According to The State of Childhood Obesity, a foundation that makes policy recommendations based on the best-available data on childhood obesity rates, West Virginia’s obesity rate is 21.9%, leaving us ranked at number four in the U.S. According to the West Virginia Department of Health and Human Resources (DHHR), our overall obesity rate is 37.7%. Unfortunately, this is the highest obesity rate in the nation. I believe it is important to lower this rate for future generations by giving all youth an opportunity to eat healthy in a fun way. One program I would rely on to achieve this goal is called The Power of Produce, which should be offered in all elementary schools throughout the state. 

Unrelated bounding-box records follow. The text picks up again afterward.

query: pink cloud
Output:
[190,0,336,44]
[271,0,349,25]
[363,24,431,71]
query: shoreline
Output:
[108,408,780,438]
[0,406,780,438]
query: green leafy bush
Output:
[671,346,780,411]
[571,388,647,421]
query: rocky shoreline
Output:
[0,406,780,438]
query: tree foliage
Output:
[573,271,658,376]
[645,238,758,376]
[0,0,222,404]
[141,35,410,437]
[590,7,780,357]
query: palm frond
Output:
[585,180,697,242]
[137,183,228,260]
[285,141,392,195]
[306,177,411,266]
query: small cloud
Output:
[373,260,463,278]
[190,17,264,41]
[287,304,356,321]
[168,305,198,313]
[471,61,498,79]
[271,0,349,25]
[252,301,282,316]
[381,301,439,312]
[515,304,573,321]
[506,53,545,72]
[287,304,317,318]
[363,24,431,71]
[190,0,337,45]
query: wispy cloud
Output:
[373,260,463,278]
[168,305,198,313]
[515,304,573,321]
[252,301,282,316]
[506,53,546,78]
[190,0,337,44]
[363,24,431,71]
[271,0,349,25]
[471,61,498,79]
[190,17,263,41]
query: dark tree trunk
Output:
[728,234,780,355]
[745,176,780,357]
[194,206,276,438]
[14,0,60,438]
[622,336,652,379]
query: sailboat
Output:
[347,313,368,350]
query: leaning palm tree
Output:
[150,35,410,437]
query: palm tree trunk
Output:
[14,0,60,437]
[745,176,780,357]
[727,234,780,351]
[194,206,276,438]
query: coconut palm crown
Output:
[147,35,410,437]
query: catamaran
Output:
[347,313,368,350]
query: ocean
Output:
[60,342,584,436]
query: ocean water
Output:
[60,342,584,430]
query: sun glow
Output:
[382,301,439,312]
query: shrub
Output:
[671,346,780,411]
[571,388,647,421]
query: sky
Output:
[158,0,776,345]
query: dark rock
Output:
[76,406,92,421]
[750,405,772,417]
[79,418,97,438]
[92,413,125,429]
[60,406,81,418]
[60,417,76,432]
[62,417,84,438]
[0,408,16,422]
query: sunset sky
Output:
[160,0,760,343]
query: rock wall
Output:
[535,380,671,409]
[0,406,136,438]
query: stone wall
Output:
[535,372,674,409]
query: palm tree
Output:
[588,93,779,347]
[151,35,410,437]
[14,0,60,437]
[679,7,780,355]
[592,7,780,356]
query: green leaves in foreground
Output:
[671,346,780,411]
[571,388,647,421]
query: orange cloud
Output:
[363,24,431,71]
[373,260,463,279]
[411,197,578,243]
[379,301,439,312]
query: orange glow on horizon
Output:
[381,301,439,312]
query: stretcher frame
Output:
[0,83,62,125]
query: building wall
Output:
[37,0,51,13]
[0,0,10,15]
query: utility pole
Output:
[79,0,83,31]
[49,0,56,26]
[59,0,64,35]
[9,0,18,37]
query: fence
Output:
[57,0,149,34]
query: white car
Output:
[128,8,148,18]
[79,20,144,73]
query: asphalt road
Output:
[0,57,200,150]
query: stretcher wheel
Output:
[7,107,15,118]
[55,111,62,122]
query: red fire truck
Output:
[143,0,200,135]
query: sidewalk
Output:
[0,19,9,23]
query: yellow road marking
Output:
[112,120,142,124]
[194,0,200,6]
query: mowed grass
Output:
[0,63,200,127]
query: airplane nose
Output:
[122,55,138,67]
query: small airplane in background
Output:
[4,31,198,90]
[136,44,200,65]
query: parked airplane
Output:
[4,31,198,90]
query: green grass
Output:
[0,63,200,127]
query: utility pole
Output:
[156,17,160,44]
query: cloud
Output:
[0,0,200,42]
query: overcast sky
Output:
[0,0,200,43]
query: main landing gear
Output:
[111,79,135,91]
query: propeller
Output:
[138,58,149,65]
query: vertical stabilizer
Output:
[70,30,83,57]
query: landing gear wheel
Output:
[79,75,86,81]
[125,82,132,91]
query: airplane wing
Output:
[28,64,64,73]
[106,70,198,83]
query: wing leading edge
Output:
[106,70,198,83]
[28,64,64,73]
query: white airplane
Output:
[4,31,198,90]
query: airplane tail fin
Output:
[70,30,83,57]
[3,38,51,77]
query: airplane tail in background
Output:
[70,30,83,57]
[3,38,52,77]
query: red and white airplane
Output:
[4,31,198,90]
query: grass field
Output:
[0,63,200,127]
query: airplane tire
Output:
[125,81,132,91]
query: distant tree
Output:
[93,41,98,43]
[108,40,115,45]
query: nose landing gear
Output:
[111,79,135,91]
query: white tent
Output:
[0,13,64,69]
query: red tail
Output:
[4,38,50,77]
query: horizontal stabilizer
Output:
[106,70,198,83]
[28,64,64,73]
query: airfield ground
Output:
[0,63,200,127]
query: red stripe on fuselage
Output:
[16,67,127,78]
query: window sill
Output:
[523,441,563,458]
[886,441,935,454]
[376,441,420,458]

With fast food like McDonald’s available on every corner, and junk foods filling the shelves at grocery stores, it is difficult to get kids to eat their fruits and vegetables. Enter The Power of Produce–also known as POP Club–a program run through the Farmers Market Coalition that encourages children to eat healthy by attending Farmers Markets. This club offers educational games, demonstrations, exposure to fruits and vegetables, and opportunities for kids to ask local farmers questions. By exposing young children to the POP club’s healthy habits at a young age, they will learn how to care for their health while also having a good time. 

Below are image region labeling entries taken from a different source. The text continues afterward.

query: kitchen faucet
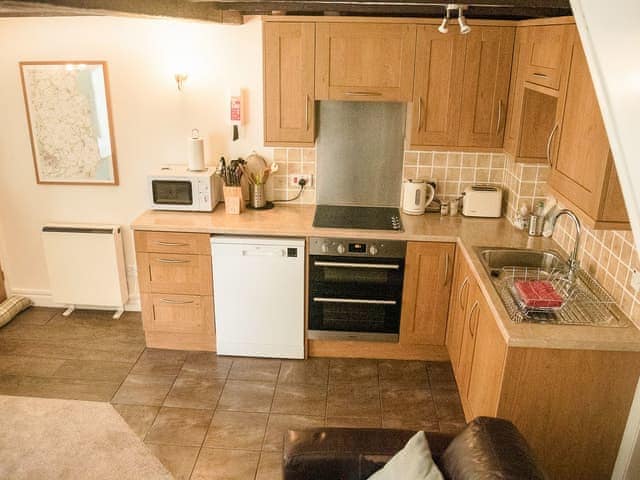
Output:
[551,208,582,282]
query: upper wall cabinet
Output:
[263,22,315,146]
[549,38,629,229]
[411,25,466,146]
[459,27,515,148]
[410,25,515,149]
[316,22,416,102]
[524,25,573,90]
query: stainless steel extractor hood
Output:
[316,101,406,207]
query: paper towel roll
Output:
[188,130,205,172]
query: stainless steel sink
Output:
[475,247,628,327]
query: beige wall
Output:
[0,17,272,308]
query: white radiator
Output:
[42,224,129,318]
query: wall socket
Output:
[289,173,313,188]
[631,270,640,292]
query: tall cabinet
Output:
[263,22,315,146]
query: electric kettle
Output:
[402,179,436,215]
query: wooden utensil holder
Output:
[222,187,244,215]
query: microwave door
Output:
[151,180,193,206]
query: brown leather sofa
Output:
[283,417,547,480]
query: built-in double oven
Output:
[308,238,406,342]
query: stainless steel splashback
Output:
[316,101,406,207]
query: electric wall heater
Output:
[42,224,129,318]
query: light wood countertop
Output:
[131,205,640,352]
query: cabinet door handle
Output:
[442,252,449,286]
[160,298,194,305]
[469,300,479,338]
[345,92,382,97]
[458,277,469,309]
[158,258,191,263]
[547,123,558,167]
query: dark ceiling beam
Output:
[0,0,242,23]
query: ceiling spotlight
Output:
[458,6,471,35]
[438,6,451,33]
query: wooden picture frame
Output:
[20,60,119,186]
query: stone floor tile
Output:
[164,371,224,410]
[144,407,213,447]
[112,404,160,438]
[111,374,175,407]
[146,443,200,480]
[329,358,378,385]
[204,410,269,451]
[218,380,275,413]
[229,358,281,382]
[271,384,327,415]
[262,413,324,452]
[191,448,260,480]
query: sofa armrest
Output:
[284,428,453,480]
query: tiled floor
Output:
[0,308,464,480]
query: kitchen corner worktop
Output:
[131,205,640,351]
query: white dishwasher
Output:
[211,236,305,358]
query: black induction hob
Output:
[313,205,402,230]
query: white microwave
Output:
[147,165,220,212]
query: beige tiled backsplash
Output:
[402,151,505,200]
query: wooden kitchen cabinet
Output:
[411,25,466,146]
[458,26,515,148]
[315,22,416,102]
[549,37,629,229]
[400,242,455,345]
[134,231,215,351]
[446,246,476,369]
[263,22,315,146]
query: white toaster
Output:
[462,184,502,218]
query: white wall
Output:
[0,17,262,303]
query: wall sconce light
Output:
[174,73,189,92]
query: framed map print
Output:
[20,61,118,185]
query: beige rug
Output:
[0,395,173,480]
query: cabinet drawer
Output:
[525,25,572,90]
[134,231,211,255]
[142,293,214,334]
[137,252,212,295]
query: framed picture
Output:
[20,61,118,185]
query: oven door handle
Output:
[313,261,400,270]
[313,297,398,305]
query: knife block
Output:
[222,187,245,215]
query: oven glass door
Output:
[151,180,193,205]
[309,256,404,333]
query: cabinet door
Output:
[466,288,507,417]
[411,25,466,146]
[263,22,315,145]
[549,39,628,226]
[459,26,515,148]
[526,25,573,90]
[400,242,455,345]
[316,23,416,102]
[446,251,475,370]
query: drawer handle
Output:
[160,298,195,305]
[345,92,382,97]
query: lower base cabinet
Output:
[447,251,640,479]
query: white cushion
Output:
[369,432,444,480]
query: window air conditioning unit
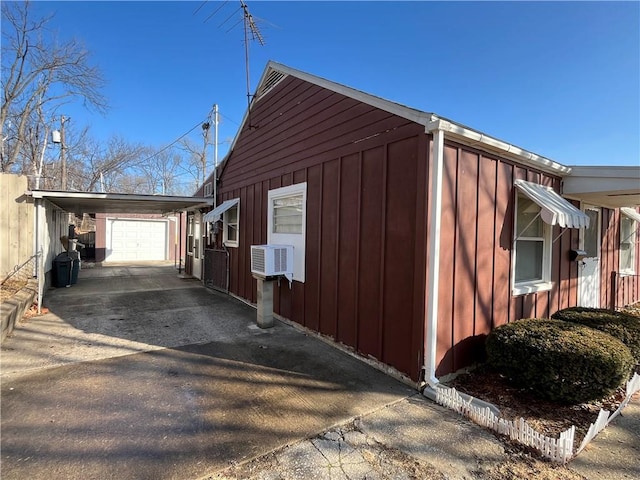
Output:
[251,245,293,283]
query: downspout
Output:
[35,198,46,314]
[422,120,444,387]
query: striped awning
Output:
[620,207,640,223]
[202,198,240,223]
[514,180,589,228]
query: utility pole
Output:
[60,115,69,191]
[213,103,218,208]
[201,114,211,185]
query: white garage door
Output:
[105,219,167,262]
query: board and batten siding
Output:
[600,208,640,308]
[220,77,428,380]
[436,141,579,376]
[218,73,637,380]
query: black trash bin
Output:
[53,252,72,288]
[67,250,80,285]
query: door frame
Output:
[577,203,602,308]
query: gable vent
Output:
[255,70,287,100]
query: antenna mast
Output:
[240,0,264,129]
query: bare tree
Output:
[138,150,183,195]
[67,132,145,193]
[0,1,107,171]
[180,136,207,191]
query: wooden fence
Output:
[434,373,640,463]
[610,272,640,310]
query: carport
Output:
[27,190,214,314]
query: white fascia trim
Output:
[422,128,444,387]
[425,115,571,176]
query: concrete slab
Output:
[1,267,415,480]
[569,400,640,480]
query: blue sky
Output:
[22,0,640,169]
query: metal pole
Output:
[213,103,218,208]
[60,115,69,191]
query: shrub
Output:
[551,307,640,363]
[485,319,633,404]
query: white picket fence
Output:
[434,373,640,463]
[576,373,640,455]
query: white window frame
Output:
[618,213,638,275]
[222,200,240,248]
[267,182,307,283]
[511,192,553,295]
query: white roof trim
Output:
[202,198,240,223]
[620,207,640,224]
[514,180,589,228]
[219,61,571,176]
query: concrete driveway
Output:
[1,265,416,480]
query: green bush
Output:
[485,319,633,404]
[551,307,640,363]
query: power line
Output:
[141,118,207,163]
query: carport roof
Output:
[29,190,213,215]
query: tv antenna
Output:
[193,0,265,129]
[240,0,264,129]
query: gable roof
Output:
[221,61,571,176]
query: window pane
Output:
[273,195,302,233]
[227,225,238,242]
[620,216,636,272]
[515,240,544,283]
[516,195,543,237]
[584,209,599,258]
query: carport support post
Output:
[254,275,273,328]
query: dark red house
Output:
[192,62,640,383]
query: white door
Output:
[191,213,204,280]
[578,207,600,308]
[105,219,167,262]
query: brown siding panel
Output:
[358,147,385,359]
[383,137,418,371]
[452,149,478,370]
[319,160,340,338]
[337,153,360,347]
[436,145,458,375]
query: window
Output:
[620,214,636,275]
[267,182,307,282]
[513,193,551,295]
[273,193,303,234]
[222,203,240,247]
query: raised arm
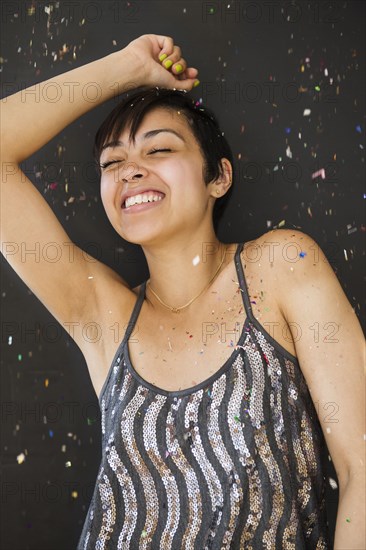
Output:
[0,35,197,344]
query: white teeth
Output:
[125,194,161,208]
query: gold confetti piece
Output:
[329,477,338,489]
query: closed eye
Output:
[99,149,172,170]
[149,149,171,155]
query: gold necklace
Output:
[147,246,226,313]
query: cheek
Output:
[159,160,205,200]
[100,177,115,212]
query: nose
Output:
[122,162,146,183]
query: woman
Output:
[2,34,365,550]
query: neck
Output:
[143,233,229,309]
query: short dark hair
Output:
[93,87,234,231]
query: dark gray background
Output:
[0,0,365,550]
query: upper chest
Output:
[84,252,296,395]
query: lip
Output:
[121,187,165,210]
[122,198,164,214]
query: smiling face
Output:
[100,107,222,245]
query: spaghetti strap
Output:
[235,243,256,322]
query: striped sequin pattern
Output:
[78,322,329,550]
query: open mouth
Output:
[122,191,165,210]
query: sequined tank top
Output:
[77,244,330,550]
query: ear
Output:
[210,158,233,199]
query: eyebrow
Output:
[101,128,186,151]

With the right resources, and determination to lower the obesity rate in West Virginia, this program could be offered to children through all elementary schools. It could start as something small: Offering it first to the counties with the highest obesity rates, for instance. Then if we see that the POP Club does benefit children, offer the program to more schools until we eventually have all of them in on the club. Children would not be the only beneficiaries. Parents would benefit by avoiding the hassle of getting their kids to eat healthy food, while an increase in demand for fresh produce would get the Farmers Market Coalition much-deserved recognition for their hard work and the role they play in providing so many communities with fresh produce.

I am aware that partnering our counties with POP may take some time and persuasion, but lowering childhood obesity rates could do so much for the health of kids and future generations of West Virginians. I think that in itself should be persuasive enough.